Nun hat der »Matrix«-Star Keanu Reeves zusammen mit dem erfolgreichen britischen SF- und Fantasy-Autor China Miéville einen Roman aus dem Stoff gemacht: »Das Buch anderswo«. Die großen Medien waren davon sehr angetan. Das liegt ganz klar am Promi-Faktor von Keanu Reeves und dem Umstand, dass der Kanadier zusammen mit dem Trotzkisten Miéville, den er als einen seiner Lieblingsautoren bezeichnet, ein Buch geschrieben hat. Denn über weite Strecken ist dieses blutrünstige Splatter-Action-Spektakel um einen vor-neolithischen Krieger, der für eine US-Spezialeinheit ins Feld zieht, kaum mit den ansonsten meist auf Hochkultur getrimmten Feuilletons kompatibel.

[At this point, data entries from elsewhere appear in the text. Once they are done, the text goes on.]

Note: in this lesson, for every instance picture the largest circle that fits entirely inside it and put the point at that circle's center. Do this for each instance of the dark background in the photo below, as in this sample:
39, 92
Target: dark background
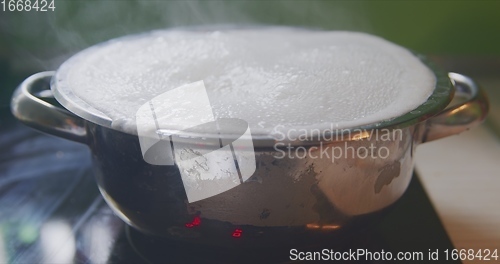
462, 36
456, 30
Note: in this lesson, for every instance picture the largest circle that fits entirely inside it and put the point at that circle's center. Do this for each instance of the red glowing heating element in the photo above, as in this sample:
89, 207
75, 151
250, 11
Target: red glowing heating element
237, 233
196, 222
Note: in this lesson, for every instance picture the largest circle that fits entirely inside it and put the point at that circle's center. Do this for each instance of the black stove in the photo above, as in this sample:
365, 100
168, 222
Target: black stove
51, 211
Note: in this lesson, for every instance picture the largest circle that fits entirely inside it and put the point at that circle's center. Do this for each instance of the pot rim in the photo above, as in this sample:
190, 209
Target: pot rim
440, 98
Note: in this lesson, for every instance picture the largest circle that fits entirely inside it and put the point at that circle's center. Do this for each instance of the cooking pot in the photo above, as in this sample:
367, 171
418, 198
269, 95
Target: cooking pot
288, 198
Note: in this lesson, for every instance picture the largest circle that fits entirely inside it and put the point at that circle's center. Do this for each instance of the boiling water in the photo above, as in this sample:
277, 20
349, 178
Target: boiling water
271, 77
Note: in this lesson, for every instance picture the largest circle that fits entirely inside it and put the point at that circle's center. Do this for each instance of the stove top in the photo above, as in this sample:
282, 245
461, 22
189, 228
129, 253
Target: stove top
51, 212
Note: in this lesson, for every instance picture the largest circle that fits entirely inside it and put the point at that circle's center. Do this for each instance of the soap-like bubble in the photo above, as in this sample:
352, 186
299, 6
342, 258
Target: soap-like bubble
267, 76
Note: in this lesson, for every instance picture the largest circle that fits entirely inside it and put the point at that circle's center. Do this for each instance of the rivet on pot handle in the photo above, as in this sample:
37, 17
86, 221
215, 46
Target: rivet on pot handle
460, 117
43, 116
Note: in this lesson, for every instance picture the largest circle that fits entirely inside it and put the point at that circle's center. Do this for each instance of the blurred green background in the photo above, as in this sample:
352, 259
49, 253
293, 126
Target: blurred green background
467, 31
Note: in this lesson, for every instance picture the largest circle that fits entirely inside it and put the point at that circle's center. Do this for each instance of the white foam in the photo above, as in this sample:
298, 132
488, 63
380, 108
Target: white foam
267, 76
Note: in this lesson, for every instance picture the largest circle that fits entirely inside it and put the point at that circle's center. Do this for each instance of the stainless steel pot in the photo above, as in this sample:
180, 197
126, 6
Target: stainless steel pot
310, 198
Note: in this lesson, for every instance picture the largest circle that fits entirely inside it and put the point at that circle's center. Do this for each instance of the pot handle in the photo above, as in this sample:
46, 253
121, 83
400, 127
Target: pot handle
461, 117
43, 116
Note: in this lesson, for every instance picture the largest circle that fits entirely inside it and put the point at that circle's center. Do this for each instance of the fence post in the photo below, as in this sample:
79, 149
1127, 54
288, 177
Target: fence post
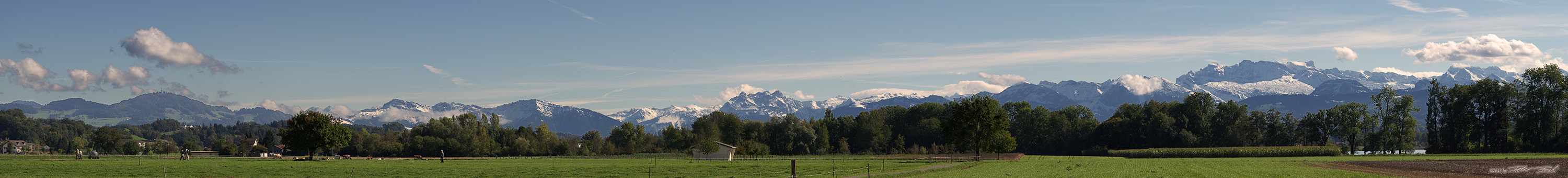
792, 168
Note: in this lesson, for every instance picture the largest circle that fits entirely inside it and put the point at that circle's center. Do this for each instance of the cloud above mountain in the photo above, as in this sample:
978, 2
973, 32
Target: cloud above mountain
733, 92
29, 49
154, 46
1002, 79
1140, 84
1418, 8
1484, 49
443, 73
280, 108
1343, 54
963, 87
1401, 71
30, 74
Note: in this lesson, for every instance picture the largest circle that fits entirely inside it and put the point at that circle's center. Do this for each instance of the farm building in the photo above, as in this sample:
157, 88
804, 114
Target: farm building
248, 142
723, 153
278, 149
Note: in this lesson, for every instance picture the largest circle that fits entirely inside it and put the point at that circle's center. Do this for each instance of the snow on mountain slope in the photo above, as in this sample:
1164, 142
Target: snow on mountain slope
662, 117
1236, 92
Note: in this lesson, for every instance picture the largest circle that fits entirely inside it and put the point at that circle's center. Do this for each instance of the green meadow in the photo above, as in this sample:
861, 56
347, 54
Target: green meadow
675, 168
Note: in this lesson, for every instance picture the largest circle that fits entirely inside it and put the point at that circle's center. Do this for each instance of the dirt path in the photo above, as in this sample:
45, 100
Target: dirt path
907, 171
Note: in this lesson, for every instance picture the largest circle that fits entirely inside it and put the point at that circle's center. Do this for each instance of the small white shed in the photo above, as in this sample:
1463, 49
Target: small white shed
723, 153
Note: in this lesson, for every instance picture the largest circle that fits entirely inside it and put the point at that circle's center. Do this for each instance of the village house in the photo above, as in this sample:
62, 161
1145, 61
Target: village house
278, 149
248, 142
723, 153
16, 147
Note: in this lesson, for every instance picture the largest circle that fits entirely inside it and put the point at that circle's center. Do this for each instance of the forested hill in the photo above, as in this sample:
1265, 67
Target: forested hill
146, 109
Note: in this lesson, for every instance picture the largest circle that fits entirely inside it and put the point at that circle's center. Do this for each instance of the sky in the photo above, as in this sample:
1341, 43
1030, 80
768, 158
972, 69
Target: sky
617, 55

Vor allem hierzulande fristen Science-Fiction und Fantasy ja ein eher kümmerliches Dasein im Gesamtkulturbetrieb. Wobei China Miéville aus dem Stoff dann doch einiges herausholt. Vor allem, wenn es zurückgeht in die Geschichte, wird es spannend. Denn »Das Buch anderswo« spielt auf mehreren Zeitebenen. So kämpft Unute regelmäßig gegen einen Hirscheber, der immer wieder neu geboren wird.
Unute ist mit verschiedenen Wissenschaftlern und Militärs in einer streng geheimen Forschungseinrichtung in der Nähe von Portland stationiert, wo es aber plötzlich zu Angriffen auf Unute und seine Truppe kommt. Wer steckt dahinter? Womöglich sogar ein jahrtausendealter Kult, der den Krieger final auslöschen soll?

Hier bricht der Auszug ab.